たしかに、ディープラーニングというワードを目にする機会はグッと増えた。では、ディープラーニングがここまで浸透するようになった、そのすごさは何なのか。それは、機械学習の精度を実用レベルにまで飛躍的に高めた点にある。これにより、主に画像認識の分野で、ビジネスでの成果につながる事例が生まれている。たとえば、小売業の来店客の導線行動を把握したり、人間の目視に頼っていた工場での不良品検査を自動化したりすることができるようになっている。さらには、データに基づいた仮説の検証、より精度の高い意思決定が可能となり、利益創出につながっていく。
本書の魅力は、ディープラーニングとは何かという基本がつかめ、ディープラーニング技術をどのようにビジネスに役立てられるかが、実際の小売業界、メーカーなどの企業事例をまじえて、わかりやすく解説されている点である。
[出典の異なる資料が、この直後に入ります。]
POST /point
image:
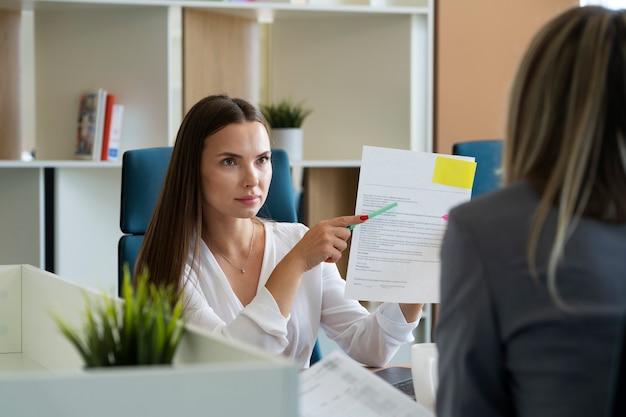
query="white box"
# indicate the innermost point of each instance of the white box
(41, 373)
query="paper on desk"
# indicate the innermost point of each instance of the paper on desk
(337, 386)
(395, 256)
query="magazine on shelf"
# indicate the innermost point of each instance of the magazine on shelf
(91, 116)
(112, 131)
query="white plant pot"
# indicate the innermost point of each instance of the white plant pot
(290, 139)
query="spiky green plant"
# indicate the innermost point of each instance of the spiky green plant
(285, 113)
(145, 329)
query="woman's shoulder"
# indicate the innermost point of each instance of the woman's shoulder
(286, 231)
(520, 195)
(512, 204)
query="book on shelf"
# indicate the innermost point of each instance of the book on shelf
(112, 130)
(91, 116)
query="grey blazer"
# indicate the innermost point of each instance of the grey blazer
(505, 348)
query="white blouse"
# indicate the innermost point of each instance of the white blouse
(210, 302)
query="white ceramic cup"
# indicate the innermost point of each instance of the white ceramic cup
(424, 371)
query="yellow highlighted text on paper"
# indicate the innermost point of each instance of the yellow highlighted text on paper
(454, 172)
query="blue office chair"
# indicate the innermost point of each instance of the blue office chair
(143, 174)
(488, 154)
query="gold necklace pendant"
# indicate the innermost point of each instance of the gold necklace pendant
(242, 268)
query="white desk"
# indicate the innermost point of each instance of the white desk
(42, 374)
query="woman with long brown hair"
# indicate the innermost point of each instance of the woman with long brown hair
(266, 283)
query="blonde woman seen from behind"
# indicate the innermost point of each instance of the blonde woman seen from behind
(533, 280)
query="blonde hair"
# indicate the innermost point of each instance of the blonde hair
(566, 126)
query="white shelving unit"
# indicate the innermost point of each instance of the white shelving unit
(366, 69)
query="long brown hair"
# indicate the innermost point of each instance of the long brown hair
(567, 125)
(177, 219)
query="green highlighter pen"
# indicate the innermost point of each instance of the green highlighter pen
(376, 213)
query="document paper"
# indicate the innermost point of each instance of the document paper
(395, 255)
(337, 386)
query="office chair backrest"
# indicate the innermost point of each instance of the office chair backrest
(488, 154)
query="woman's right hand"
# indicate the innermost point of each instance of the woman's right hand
(325, 241)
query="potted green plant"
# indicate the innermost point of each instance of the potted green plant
(285, 119)
(144, 328)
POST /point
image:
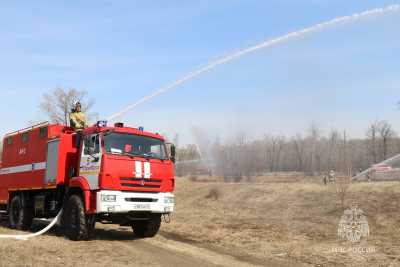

著者の岡田陽介氏は、日本初のディープラーニング企業ABEJAの創業者だ。10業種以上の企業のディープラーニング導入に携わるなかで得た知見が、余すことなく公開されている。ディープラーニングのビジネス活用について理解を深めたいのなら、読むべきは本書だ。


本書の要点

・AIは自社のボトルネックとなる経営課題を解決するために活用すべきである。
・ディープラーニングの画像認識の精度は人間以上になった。AIの導入によって非構造化データが宝の山に変わる。
・AIを導入することで、経験とカンだけに頼ることなく、ファクト・データをもとにした仮説の検証、施策の検討・立案が可能になる。